If you're lucky enough to be able to get your hands on thousands of GPUs and a data center with enough power and cooling to support them, your headache has only just begun.
Artificial intelligence and machine learning workloads require these GPUs to be connected by a dense and adaptable network, that also connects CPUs, memory, and storage.
The slightest bottleneck can ripple through a system, causing issues and slow performance across the entire training run. But with countless interconnected nodes, it's easy for traffic to pile up.
Chip giant Broadcom hopes that part of the solution to the problem can lie in AI and software itself. Its new Trident 5-X12 switching silicon will be the first to use the company's on-chip, neural-network inference engine NetGNT, aimed at improving networks in real-time.
NetGNT (Networking General-purpose Neural-network Traffic-analyzer) is "general purpose," the company's principal PLM in Broadcom’s Core Switching Group, Robin Grinley, told DCD. "It doesn't have one specific function; it's meant for many different use cases," Grinley says.
The small neural network sits in parallel to the regular packet processing pipeline, where the customer puts a number of static rules into the chip (drop policies, forwarding policies, IP ranges, etc.).
"In comparison, NetGNT has memory, which means it's looking for patterns," Grinley says. "These are patterns across space, different ports in the chip, or across time. So as flows come through the chip, and various events happen, it can look for higher-level patterns that are not really catchable by some static set of rules that you've programmed into these low-level tables."
A customer could train the neural network on previous DDoS attacks to help it identify a similar event in the future.
"Now, the action could be local on the chip, it could be just okay.
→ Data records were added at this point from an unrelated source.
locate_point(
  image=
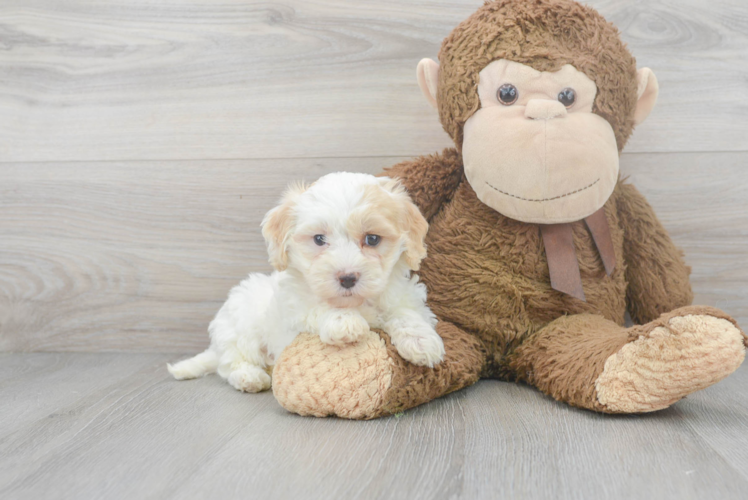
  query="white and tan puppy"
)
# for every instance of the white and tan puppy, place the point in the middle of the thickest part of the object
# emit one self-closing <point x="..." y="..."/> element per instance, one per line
<point x="343" y="249"/>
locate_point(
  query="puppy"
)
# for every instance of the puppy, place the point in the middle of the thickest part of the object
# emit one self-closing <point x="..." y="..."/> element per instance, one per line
<point x="343" y="249"/>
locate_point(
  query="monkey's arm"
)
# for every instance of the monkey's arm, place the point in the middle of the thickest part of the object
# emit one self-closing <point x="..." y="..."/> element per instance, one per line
<point x="655" y="270"/>
<point x="430" y="180"/>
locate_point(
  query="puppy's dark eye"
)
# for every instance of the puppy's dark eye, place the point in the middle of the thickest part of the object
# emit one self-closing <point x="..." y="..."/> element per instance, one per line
<point x="567" y="97"/>
<point x="372" y="240"/>
<point x="507" y="94"/>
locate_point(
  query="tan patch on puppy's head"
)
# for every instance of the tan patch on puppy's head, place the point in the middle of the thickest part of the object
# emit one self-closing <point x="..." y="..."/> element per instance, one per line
<point x="278" y="224"/>
<point x="393" y="203"/>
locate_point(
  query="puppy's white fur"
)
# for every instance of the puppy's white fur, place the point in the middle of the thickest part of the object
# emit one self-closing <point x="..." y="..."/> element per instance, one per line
<point x="263" y="314"/>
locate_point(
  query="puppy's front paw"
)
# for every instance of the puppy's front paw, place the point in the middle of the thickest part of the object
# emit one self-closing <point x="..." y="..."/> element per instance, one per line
<point x="419" y="344"/>
<point x="342" y="327"/>
<point x="249" y="378"/>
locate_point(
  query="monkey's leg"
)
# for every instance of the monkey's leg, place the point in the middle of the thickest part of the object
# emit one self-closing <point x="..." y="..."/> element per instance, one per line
<point x="590" y="362"/>
<point x="368" y="379"/>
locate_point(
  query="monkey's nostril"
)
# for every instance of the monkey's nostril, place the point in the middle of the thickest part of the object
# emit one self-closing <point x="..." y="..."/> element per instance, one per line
<point x="348" y="280"/>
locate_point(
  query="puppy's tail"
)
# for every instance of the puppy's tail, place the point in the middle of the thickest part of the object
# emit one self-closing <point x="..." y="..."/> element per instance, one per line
<point x="196" y="366"/>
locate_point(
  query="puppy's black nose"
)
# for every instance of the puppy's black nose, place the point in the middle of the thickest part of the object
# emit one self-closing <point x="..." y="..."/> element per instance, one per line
<point x="348" y="280"/>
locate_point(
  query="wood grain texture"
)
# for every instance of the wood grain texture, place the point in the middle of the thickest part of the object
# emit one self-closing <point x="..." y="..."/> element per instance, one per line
<point x="176" y="79"/>
<point x="139" y="256"/>
<point x="147" y="436"/>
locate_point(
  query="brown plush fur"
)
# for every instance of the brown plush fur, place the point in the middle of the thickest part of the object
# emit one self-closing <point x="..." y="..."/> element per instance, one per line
<point x="545" y="35"/>
<point x="414" y="385"/>
<point x="487" y="275"/>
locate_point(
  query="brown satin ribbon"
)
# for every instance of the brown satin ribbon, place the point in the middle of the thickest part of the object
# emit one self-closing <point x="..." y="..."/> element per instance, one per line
<point x="562" y="256"/>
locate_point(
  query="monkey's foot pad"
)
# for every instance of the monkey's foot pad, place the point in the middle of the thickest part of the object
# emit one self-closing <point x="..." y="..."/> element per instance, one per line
<point x="368" y="379"/>
<point x="676" y="355"/>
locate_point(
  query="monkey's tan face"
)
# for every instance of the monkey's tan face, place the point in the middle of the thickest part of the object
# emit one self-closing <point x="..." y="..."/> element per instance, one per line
<point x="534" y="151"/>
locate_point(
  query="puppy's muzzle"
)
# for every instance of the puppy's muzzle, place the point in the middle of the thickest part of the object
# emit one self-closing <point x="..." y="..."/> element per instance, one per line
<point x="348" y="280"/>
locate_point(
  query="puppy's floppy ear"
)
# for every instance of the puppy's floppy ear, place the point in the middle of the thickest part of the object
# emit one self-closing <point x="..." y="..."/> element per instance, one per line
<point x="412" y="223"/>
<point x="277" y="226"/>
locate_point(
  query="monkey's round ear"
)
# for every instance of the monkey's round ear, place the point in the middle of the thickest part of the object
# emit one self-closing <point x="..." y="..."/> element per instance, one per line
<point x="648" y="90"/>
<point x="428" y="79"/>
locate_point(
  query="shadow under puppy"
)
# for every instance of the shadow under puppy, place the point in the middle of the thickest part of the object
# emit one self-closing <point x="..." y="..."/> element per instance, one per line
<point x="343" y="249"/>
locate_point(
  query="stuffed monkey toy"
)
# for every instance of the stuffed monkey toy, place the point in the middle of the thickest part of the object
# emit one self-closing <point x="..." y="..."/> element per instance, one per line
<point x="536" y="248"/>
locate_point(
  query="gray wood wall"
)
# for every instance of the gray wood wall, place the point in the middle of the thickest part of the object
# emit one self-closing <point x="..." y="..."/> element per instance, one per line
<point x="141" y="141"/>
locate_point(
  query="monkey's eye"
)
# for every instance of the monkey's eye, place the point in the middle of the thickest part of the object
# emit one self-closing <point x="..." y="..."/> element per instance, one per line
<point x="507" y="94"/>
<point x="372" y="240"/>
<point x="567" y="97"/>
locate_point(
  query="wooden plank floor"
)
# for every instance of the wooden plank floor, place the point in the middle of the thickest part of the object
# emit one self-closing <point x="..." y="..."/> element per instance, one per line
<point x="141" y="142"/>
<point x="116" y="426"/>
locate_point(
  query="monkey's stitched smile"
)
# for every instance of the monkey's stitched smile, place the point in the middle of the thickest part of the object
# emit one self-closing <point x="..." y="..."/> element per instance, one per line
<point x="543" y="199"/>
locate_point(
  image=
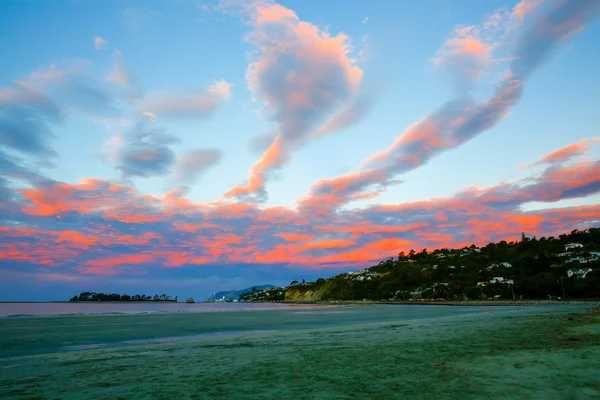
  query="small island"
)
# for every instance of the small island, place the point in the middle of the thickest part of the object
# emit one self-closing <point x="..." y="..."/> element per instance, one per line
<point x="93" y="296"/>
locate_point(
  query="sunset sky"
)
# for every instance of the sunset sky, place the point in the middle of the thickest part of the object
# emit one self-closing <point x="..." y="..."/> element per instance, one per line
<point x="186" y="147"/>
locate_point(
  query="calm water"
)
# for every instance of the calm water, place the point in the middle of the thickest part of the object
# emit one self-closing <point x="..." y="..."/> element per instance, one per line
<point x="34" y="328"/>
<point x="107" y="308"/>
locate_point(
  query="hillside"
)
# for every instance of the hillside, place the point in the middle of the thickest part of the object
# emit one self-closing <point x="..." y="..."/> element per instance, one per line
<point x="564" y="266"/>
<point x="234" y="294"/>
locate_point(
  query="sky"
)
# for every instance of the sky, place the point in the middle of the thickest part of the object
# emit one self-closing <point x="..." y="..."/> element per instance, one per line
<point x="186" y="147"/>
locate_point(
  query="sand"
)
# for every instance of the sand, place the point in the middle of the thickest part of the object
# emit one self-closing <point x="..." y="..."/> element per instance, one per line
<point x="374" y="352"/>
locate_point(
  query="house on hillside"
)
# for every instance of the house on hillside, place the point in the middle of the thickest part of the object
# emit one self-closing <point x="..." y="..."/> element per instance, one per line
<point x="573" y="246"/>
<point x="500" y="279"/>
<point x="578" y="272"/>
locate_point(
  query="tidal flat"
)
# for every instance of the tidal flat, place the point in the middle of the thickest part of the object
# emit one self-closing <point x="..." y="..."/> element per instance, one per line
<point x="348" y="352"/>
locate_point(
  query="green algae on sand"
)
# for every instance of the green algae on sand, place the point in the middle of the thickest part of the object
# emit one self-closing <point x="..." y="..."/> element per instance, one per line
<point x="537" y="355"/>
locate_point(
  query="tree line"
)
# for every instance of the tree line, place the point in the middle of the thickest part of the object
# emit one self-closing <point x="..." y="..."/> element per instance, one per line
<point x="94" y="296"/>
<point x="527" y="268"/>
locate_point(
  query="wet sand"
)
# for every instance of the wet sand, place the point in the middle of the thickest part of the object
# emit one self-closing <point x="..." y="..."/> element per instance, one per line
<point x="375" y="352"/>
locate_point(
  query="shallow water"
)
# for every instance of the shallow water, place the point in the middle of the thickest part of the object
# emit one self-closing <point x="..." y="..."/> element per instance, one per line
<point x="24" y="310"/>
<point x="67" y="332"/>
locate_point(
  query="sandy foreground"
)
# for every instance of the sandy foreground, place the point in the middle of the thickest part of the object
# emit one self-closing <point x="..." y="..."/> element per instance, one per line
<point x="359" y="352"/>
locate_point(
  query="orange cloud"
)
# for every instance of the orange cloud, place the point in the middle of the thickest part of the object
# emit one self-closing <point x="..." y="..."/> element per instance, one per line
<point x="317" y="79"/>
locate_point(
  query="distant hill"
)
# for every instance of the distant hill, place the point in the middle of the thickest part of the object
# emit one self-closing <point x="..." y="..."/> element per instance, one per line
<point x="563" y="266"/>
<point x="234" y="294"/>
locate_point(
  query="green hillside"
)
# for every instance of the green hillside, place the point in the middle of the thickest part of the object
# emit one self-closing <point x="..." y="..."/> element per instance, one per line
<point x="564" y="266"/>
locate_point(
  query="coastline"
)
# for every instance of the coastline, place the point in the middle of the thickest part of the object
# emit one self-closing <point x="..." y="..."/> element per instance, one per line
<point x="468" y="303"/>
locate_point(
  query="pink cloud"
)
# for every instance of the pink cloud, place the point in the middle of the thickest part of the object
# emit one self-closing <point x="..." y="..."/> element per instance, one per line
<point x="303" y="76"/>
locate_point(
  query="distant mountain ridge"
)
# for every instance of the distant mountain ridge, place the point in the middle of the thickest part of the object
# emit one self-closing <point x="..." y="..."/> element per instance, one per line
<point x="234" y="294"/>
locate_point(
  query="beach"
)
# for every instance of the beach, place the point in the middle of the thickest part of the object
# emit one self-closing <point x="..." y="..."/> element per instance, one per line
<point x="370" y="351"/>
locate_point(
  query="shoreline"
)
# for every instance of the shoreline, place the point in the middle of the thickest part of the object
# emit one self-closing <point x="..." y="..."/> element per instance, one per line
<point x="454" y="303"/>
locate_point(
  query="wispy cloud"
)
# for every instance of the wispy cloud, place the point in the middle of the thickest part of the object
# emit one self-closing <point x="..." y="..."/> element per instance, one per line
<point x="195" y="162"/>
<point x="303" y="75"/>
<point x="460" y="120"/>
<point x="187" y="105"/>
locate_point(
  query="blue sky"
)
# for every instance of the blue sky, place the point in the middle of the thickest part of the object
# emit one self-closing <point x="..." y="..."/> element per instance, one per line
<point x="177" y="97"/>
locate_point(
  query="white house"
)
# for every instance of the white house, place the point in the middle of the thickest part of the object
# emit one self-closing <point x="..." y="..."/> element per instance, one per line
<point x="578" y="272"/>
<point x="573" y="246"/>
<point x="500" y="279"/>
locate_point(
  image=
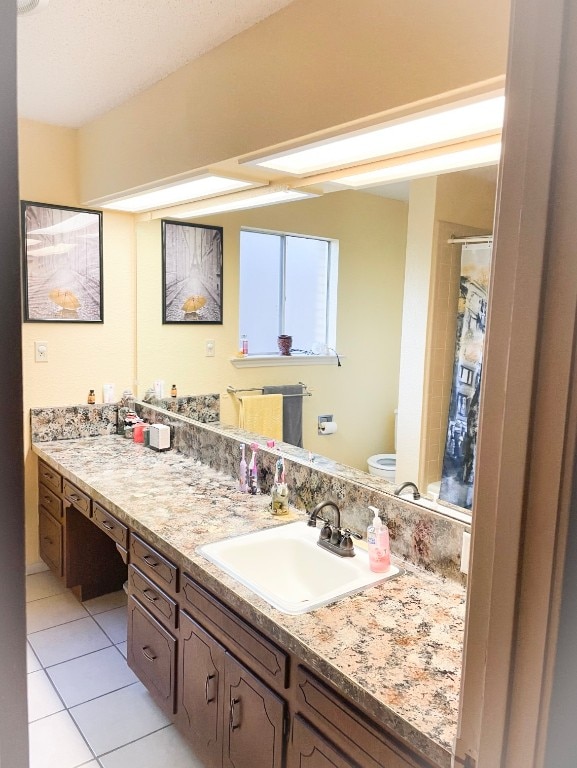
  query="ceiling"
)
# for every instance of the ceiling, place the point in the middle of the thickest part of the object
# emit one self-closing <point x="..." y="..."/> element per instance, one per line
<point x="77" y="59"/>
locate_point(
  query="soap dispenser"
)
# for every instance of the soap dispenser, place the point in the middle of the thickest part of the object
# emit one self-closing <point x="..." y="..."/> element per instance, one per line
<point x="378" y="543"/>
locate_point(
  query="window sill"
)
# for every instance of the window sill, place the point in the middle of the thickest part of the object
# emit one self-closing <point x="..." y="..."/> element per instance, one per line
<point x="264" y="361"/>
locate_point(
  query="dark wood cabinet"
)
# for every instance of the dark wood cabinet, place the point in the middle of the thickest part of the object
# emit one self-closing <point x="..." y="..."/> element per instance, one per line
<point x="254" y="733"/>
<point x="201" y="691"/>
<point x="152" y="655"/>
<point x="231" y="718"/>
<point x="310" y="749"/>
<point x="238" y="696"/>
<point x="50" y="541"/>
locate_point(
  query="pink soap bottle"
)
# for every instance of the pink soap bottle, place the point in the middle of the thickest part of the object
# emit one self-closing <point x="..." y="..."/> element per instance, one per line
<point x="378" y="543"/>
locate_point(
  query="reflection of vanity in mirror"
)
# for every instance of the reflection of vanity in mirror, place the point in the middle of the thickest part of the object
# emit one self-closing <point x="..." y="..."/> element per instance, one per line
<point x="395" y="322"/>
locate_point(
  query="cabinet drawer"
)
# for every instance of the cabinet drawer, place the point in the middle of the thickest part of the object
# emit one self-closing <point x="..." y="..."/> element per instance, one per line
<point x="153" y="564"/>
<point x="110" y="525"/>
<point x="349" y="728"/>
<point x="152" y="655"/>
<point x="77" y="498"/>
<point x="50" y="541"/>
<point x="50" y="501"/>
<point x="256" y="651"/>
<point x="150" y="595"/>
<point x="49" y="477"/>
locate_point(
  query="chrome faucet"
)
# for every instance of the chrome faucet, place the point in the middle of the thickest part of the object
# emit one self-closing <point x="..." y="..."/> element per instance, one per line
<point x="416" y="494"/>
<point x="331" y="537"/>
<point x="312" y="521"/>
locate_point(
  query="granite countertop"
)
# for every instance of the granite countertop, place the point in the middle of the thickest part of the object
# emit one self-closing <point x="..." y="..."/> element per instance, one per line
<point x="394" y="649"/>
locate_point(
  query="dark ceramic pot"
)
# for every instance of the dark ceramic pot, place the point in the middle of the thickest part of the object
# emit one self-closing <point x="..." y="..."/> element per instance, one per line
<point x="284" y="344"/>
When you see this, this one of these DDoS flows starting up, disrupt the flow, and drop the packet. In parallel, it can also do things like create a notification when you first identify this and send it up to the Network Operation Center."
AI and ML runs can sometimes suffer from an incast event, where the number of storage servers sending data to a client goes past the ability of an Ethernet switch to buffer packets, which can cause significant packet loss.
"It cn detect this - if there's an accumulation of the buffer due to an incast, it could read that signature and say, 'Okay, I can take very fast action to start back pressure, maybe some of these flows, or do something else,'" Grinley said. "In an AI/ML workload, it goes in phases, and you only have a few milliseconds between phases. You don't have time to involve software in the loop and try to make some decisions as to what to do."
With NetGNT running in parallel, "there's no software in the loop where the more complex the packet processing, the longer it'll take. Whether NetGNT is on or off, the latency for any packet through our chip is the same."
Given the unique requirements of different networks, it's important to note that NetGNT does not work out of the box. "The only thing that we provide here is the hardware model: How many neurons? How are they connected? What are the big weights, et cetera."
The rest, the customer has to train with the model. "Somebody has to go look at huge amounts of packet trace data - here's my network when it's operating fine; this is the thing I want to track, incast, denial of service, some other security event, whatever it is," Grinley said.
"Some network architect has to go through all of this massive packet trace data and tag that stuff. And then you shovel all of that training data into a supervised training algorithm and spit out the weights that go into our neural network engine."
This means that the accuracy of the system is somewhat dependent on the quality of the data, the length of the training run, and the skill of the person tagging and training their system.
"They probably going to have to hire some AI/ML experts who know how to run it, and then they'll go run it in the cloud or wherever," Grinley said. It would also be up to the customer how often they re-train the system.
"You can reload it while the chip is running," he added. "So they can reload it daily if they want, but the training time typically is probably on the order of a few days to a week."
Separate to NetGNT, Broadcom aims to help reduce bottlenecks with 'cognitive routing,' which was first rolled out with Tomahawk-5. "if you're using Trident-5 as a tor and Tomahawk-5 as the fabric, these features operate together," Grinley said.
In older products, dynamic load balancing was confined to just the chip. Congestion would be spotted, and flow autonomously moved to a less loaded link. "Now, that works fine on your chip," Grinley said. "But if you go three or four hops down in the network, that new path that you're choosing may be congested somewhere else."
Now, the platform attempts to handle global load balancing, he said. "These chips, when they sense congestion, can send notifications back downstream as well upstream. And let all of the chips operate with a global view of the congestion and they can deal with it."
This is running on embedded Arm cores on the chip, because "it's not something that you can wait for the host CPU."
As the system develops, and the compute on the chip improves, Grinley sees their various efforts converging. "NetGNT could go into cognitive routing version two, or some new load balancing scheme, or some neat telemetry scheme.
"Once you have this little inference engine sitting there, then you can hook it in for performance, for security, for network optimization. I think we're gonna figure out a lot more use cases as time goes on."